Trait for implementing user defined higher order functions.

This trait exposes the full API for implementing user defined functions and can be used to implement any function.

New higher order functions typically implement this trait and are then wrapped in a HigherOrderUDF for registration with DataFusion.

See array_transform.rs for a commented complete implementation

Required Methods§

Source

fn name(&self) -> &str

Returns this function’s name

Source

fn signature(&self) -> &HigherOrderSignature

Returns a HigherOrderSignature describing the argument types for which this function has an implementation, and the function’s Volatility.

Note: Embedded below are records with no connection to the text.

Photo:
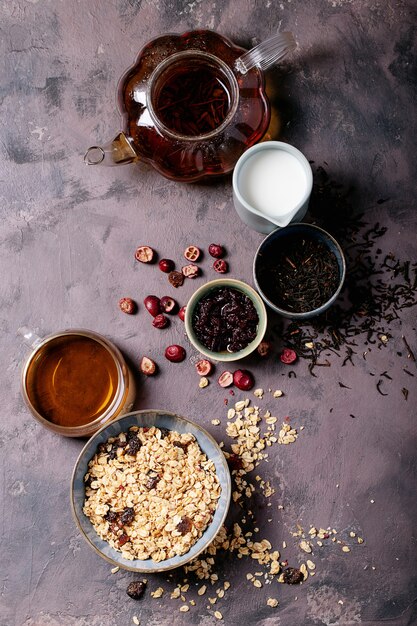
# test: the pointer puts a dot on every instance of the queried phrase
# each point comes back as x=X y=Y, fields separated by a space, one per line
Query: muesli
x=151 y=493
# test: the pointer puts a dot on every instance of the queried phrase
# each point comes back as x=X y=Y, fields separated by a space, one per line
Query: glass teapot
x=190 y=107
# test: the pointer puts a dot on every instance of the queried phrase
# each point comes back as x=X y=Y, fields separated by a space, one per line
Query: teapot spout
x=117 y=152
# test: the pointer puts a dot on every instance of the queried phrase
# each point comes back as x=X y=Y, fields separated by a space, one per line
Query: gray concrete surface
x=67 y=238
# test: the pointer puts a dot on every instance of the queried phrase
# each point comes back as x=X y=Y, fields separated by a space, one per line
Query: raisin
x=292 y=576
x=136 y=589
x=128 y=515
x=153 y=480
x=111 y=516
x=184 y=526
x=123 y=539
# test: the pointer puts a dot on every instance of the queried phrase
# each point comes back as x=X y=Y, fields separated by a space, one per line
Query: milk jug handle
x=29 y=337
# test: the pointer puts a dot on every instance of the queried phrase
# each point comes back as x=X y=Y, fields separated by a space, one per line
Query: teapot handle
x=117 y=152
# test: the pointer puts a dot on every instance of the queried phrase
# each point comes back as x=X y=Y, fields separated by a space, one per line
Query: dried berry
x=292 y=576
x=160 y=321
x=175 y=353
x=147 y=366
x=225 y=379
x=288 y=356
x=243 y=380
x=127 y=305
x=153 y=305
x=168 y=305
x=123 y=539
x=216 y=250
x=192 y=253
x=204 y=367
x=136 y=589
x=190 y=271
x=166 y=265
x=176 y=278
x=184 y=526
x=144 y=254
x=264 y=348
x=220 y=266
x=127 y=516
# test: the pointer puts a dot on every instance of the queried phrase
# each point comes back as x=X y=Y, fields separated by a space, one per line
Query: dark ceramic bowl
x=271 y=245
x=160 y=419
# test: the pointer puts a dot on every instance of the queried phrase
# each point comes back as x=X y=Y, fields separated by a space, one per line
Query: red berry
x=144 y=254
x=147 y=366
x=192 y=253
x=127 y=305
x=243 y=380
x=204 y=367
x=190 y=271
x=153 y=305
x=288 y=356
x=160 y=321
x=166 y=265
x=220 y=266
x=168 y=304
x=216 y=250
x=225 y=379
x=175 y=353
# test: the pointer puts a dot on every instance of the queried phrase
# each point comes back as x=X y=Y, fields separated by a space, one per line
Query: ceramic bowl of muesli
x=150 y=491
x=225 y=319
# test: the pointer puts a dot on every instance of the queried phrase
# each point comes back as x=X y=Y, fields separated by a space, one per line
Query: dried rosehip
x=220 y=266
x=192 y=253
x=288 y=356
x=176 y=278
x=153 y=305
x=225 y=379
x=136 y=589
x=264 y=348
x=168 y=305
x=216 y=250
x=166 y=265
x=144 y=254
x=175 y=353
x=243 y=380
x=160 y=321
x=292 y=576
x=204 y=367
x=127 y=305
x=147 y=366
x=190 y=271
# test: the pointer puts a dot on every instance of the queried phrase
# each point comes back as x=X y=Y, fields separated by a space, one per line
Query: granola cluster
x=151 y=493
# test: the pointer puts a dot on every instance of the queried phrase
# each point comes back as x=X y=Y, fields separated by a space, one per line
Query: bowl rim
x=258 y=303
x=159 y=567
x=342 y=267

See HigherOrderSignature for more details on argument type handling and Self::return_field_from_args for computing the return type.

Source

fn lambda_parameters( &self, step: usize, fields: &[ValueOrLambda<FieldRef, Option<FieldRef>>], ) -> Result<LambdaParametersProgress>

Return the field of all the parameters supported by the lambdas in fields. If a lambda support multiple parameters, all should be returned, regardless of whether they are used or not on a particular invocation

Tip: If you have a HigherOrderFunction invocation, you can call the helper HigherOrderFunction::lambda_parameters instead of this method directly

The name of the returned fields are ignored.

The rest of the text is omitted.